What makes this approach more compelling today is its alignment with Noel Tata’s philosophy of long-term, steady and disciplined growth. Both leaders share a similar management instinct rooted in patience, operational rigour and sustained capital prudence.
Noel Tata’s leadership record—particularly at Trent—stands out for consistency rather than flamboyant expansion. Trent’s evolution from a modest retailer into a category-leading business was driven by years of careful scaling, strong unit economics and disciplined brand building. He demonstrated that retail can grow profitably when fundamentals are strong and the promoter remains invested for the long haul. This thinking blends seamlessly with Chandrasekaran’s groupwide strategy.
Across the Tata Group, each large operating company today invests in sharper focus, a healthier balance sheet and simplified structures. The stable foundation gives the group the capacity to commit capital to high-gestation ventures without destabilising existing businesses.

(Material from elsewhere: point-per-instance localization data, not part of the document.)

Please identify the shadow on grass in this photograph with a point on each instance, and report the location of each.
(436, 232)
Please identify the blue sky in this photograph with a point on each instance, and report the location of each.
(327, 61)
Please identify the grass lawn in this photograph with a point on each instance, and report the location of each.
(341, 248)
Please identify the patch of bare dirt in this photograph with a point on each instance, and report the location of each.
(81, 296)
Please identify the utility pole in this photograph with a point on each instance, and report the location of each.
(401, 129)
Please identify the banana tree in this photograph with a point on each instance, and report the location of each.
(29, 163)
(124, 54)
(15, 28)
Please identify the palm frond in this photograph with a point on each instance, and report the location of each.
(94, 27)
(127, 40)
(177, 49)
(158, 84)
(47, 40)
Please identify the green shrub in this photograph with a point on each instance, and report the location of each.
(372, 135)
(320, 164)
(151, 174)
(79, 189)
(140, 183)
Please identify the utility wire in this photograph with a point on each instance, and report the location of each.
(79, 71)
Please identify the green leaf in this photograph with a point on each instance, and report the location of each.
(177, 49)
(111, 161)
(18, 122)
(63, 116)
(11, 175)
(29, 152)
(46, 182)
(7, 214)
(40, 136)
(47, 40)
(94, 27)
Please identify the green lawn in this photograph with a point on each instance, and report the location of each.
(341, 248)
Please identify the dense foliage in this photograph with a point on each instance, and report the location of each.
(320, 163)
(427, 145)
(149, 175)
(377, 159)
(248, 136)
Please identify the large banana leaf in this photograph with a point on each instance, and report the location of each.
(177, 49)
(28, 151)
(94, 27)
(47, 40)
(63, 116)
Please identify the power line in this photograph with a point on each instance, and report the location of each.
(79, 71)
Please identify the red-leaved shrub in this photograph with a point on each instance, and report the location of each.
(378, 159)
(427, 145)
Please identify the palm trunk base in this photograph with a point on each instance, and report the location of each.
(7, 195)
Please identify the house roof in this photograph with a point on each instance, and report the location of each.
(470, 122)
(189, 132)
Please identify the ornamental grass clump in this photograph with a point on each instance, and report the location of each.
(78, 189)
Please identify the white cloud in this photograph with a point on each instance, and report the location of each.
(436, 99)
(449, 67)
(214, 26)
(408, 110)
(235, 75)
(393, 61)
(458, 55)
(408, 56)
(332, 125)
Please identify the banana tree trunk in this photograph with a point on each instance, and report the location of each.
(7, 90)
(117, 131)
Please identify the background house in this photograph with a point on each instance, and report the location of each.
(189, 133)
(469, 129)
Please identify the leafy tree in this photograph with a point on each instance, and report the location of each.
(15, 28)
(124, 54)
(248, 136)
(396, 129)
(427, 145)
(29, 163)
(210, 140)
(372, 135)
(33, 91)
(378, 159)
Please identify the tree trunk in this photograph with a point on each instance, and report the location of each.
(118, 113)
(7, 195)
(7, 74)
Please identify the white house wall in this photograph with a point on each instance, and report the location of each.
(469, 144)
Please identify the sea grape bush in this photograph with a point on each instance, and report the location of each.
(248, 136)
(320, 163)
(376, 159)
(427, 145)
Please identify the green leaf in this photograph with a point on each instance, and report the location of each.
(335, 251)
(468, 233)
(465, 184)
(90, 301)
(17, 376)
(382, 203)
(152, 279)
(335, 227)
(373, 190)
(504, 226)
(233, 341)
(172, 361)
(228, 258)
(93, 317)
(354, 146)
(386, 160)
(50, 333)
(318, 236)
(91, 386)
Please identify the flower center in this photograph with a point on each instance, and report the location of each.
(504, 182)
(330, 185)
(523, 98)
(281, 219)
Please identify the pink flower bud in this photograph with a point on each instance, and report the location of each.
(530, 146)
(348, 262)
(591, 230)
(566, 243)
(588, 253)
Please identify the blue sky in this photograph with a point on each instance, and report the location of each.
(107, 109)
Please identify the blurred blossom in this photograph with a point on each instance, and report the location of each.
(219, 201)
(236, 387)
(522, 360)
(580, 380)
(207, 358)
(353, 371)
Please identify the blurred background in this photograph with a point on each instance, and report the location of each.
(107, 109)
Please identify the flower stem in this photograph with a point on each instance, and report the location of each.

The initial ramp-up in electronics manufacturing, the strong traction in Tata Motors’ EV portfolio and the integration efforts across Tata Digital’s consumer platforms have encouraged analysts to believe that top management will continue allocating capital to new businesses even when they are still in the red. Tata Sons has already invested $1.3 billion in its iPhone assembly venture since its inception four years ago.
At its June board meeting, Tata Sons approved a fresh $3.5 billion investment in new businesses. Earlier, the group had committed $120 billion to these emerging areas.